Carrot Salad with Pineapple & Walnuts

Ingredients

  • 3 medium carrots, grated
  • 1 cup canned pineapple, drained and chopped
  • 1/2 cup walnuts, chopped
  • 1/2 cup plain yogurt or mayonnaise (depending on preference)
  • 1 tablespoon honey or maple syrup (optional for sweetness)
  • A pinch of salt to taste
  • A pinch of ground cinnamon (optional)

Instructions

  1. Prepare the Carrots: Grate the carrots using a box grater or food processor until you have about 3 cups of grated carrots.
  2. Chop the Pineapple: If using canned pineapple, drain the juice and chop it into bite-sized pieces.

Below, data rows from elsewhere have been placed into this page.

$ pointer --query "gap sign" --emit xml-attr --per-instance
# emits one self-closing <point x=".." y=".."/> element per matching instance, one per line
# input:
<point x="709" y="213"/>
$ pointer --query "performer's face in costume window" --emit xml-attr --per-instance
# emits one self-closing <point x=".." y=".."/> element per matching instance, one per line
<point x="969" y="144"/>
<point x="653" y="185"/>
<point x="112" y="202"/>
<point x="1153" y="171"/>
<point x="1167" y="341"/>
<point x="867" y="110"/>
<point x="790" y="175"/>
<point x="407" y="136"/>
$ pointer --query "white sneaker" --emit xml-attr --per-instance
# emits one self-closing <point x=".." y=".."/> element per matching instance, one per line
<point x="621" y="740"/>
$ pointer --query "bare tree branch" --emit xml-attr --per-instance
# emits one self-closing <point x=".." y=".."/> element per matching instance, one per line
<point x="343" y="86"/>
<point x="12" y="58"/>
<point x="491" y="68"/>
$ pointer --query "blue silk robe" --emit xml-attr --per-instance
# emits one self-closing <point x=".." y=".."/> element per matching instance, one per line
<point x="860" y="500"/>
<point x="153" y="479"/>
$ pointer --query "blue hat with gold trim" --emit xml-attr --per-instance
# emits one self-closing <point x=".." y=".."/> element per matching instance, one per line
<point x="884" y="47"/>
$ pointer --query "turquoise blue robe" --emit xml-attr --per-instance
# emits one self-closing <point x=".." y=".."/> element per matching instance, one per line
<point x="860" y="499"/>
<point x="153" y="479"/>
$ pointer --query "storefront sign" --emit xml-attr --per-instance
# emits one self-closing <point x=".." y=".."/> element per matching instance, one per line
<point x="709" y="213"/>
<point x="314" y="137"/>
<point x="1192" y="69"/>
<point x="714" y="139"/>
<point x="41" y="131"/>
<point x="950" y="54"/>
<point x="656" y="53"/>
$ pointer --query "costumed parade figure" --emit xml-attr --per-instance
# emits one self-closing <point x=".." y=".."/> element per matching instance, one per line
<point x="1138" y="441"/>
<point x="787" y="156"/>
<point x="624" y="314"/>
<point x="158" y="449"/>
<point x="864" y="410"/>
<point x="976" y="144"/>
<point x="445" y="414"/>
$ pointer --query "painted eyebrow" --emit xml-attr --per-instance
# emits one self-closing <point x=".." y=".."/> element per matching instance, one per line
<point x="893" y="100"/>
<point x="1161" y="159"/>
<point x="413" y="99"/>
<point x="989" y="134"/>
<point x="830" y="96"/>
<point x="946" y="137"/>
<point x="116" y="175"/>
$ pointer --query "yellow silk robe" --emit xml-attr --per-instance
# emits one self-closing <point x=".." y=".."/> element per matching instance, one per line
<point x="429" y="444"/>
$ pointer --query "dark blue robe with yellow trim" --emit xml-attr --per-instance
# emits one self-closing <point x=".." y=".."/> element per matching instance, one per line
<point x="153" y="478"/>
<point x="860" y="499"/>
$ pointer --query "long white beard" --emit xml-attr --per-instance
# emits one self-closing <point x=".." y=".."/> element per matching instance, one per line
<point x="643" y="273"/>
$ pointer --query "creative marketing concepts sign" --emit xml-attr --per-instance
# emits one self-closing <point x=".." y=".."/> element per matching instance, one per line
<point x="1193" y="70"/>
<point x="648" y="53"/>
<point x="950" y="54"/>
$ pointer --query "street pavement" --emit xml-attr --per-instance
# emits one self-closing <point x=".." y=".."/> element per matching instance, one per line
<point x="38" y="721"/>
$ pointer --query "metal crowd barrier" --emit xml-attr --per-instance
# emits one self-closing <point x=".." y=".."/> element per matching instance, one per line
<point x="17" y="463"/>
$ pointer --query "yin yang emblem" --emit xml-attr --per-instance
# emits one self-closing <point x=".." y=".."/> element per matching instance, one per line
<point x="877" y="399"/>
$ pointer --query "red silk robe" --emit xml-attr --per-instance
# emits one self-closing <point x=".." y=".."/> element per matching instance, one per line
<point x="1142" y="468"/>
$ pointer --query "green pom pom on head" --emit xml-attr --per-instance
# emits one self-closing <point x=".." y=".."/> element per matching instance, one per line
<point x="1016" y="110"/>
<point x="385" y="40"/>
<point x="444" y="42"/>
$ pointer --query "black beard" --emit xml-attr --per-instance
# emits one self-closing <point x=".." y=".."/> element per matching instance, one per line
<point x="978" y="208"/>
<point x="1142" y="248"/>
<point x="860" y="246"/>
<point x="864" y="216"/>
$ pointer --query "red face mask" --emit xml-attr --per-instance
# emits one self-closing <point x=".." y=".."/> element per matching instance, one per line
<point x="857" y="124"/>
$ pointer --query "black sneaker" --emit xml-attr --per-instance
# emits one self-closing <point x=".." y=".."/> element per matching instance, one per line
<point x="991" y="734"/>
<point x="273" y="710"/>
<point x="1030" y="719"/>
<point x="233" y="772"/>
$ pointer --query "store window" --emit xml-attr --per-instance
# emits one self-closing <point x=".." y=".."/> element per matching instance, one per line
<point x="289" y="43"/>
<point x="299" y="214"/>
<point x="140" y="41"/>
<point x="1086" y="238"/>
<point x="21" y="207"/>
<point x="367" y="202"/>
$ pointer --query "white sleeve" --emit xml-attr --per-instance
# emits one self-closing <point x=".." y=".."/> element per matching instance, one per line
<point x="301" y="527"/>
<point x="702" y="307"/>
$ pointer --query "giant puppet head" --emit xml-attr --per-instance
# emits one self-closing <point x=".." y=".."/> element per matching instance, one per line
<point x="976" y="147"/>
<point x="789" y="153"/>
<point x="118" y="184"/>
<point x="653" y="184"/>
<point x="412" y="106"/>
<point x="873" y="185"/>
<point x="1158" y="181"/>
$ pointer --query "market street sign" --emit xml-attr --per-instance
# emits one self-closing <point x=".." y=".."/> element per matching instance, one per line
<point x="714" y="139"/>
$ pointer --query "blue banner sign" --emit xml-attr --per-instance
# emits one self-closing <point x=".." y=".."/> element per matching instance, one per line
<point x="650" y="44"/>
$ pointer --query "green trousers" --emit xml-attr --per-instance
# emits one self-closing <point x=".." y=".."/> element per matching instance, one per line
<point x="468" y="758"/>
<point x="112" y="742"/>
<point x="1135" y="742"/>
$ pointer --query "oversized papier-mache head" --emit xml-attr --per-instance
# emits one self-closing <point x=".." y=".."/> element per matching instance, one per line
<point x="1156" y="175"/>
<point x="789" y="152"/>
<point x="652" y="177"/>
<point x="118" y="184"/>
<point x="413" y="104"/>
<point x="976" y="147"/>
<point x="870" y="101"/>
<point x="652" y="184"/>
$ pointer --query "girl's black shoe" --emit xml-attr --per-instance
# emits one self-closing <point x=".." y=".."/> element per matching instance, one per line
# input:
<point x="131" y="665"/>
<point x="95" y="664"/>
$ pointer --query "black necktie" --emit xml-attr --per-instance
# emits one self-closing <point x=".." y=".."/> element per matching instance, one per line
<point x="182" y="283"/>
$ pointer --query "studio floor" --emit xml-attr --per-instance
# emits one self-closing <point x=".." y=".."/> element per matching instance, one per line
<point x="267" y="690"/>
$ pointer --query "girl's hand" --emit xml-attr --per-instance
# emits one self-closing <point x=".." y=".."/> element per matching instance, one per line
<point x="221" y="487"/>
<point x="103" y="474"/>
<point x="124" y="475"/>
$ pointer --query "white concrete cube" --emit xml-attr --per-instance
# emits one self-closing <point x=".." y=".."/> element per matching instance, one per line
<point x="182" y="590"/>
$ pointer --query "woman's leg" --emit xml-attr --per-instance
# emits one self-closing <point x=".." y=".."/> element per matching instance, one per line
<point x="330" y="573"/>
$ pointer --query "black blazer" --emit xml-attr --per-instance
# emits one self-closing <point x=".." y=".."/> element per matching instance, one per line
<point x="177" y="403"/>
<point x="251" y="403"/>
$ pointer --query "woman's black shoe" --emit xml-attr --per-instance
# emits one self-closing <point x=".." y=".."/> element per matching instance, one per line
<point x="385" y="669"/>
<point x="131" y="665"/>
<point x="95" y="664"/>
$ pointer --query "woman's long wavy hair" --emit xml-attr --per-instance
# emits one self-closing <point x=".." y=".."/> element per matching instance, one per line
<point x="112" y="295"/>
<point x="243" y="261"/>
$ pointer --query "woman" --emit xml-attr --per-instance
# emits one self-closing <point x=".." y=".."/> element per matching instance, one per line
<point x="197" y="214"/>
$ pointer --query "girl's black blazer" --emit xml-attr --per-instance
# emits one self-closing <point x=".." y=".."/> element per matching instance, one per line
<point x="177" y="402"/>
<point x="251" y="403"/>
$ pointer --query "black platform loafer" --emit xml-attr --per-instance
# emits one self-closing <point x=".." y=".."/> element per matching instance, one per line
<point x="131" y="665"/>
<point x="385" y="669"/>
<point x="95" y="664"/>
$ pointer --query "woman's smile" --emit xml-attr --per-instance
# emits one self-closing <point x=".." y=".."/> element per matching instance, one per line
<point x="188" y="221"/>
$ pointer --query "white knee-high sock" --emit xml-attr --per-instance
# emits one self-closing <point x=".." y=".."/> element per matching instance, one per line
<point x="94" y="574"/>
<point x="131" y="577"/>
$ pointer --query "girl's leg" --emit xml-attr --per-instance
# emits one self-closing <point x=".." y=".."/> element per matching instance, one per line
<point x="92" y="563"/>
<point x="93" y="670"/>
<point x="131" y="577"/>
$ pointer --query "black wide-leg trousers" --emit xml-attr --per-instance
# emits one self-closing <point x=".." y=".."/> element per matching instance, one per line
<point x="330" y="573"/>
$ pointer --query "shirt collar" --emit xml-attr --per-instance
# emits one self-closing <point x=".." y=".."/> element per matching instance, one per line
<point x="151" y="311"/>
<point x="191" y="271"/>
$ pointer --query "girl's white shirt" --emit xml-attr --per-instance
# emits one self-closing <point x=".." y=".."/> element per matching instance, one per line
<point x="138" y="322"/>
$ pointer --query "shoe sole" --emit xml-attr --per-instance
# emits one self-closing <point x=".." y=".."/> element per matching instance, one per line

If you prefer fresh pineapple, peel, core, and chop it accordingly.
  3. Toast the Walnuts: Toast the walnuts in a dry skillet over medium heat for a few minutes, stirring occasionally, until they become fragrant and lightly browned. Let them cool before chopping them roughly.
  4. Mix Ingredients: In a large bowl, combine the grated carrots, pineapple, and chopped walnuts.
  5. Make the Dressing: In a small bowl, mix the yogurt or mayonnaise with honey (or maple syrup) and a pinch of salt. For extra flavor, you can add a little cinnamon.
  6. Toss and Serve: Pour the dressing over the salad mixture and toss gently to combine. Taste and adjust sweetness or saltiness as needed.
  7. Chill: Refrigerate the salad for about 30 minutes before serving to allow the flavors to meld.

Serve this vibrant and healthy carrot salad as a refreshing side dish or light snack!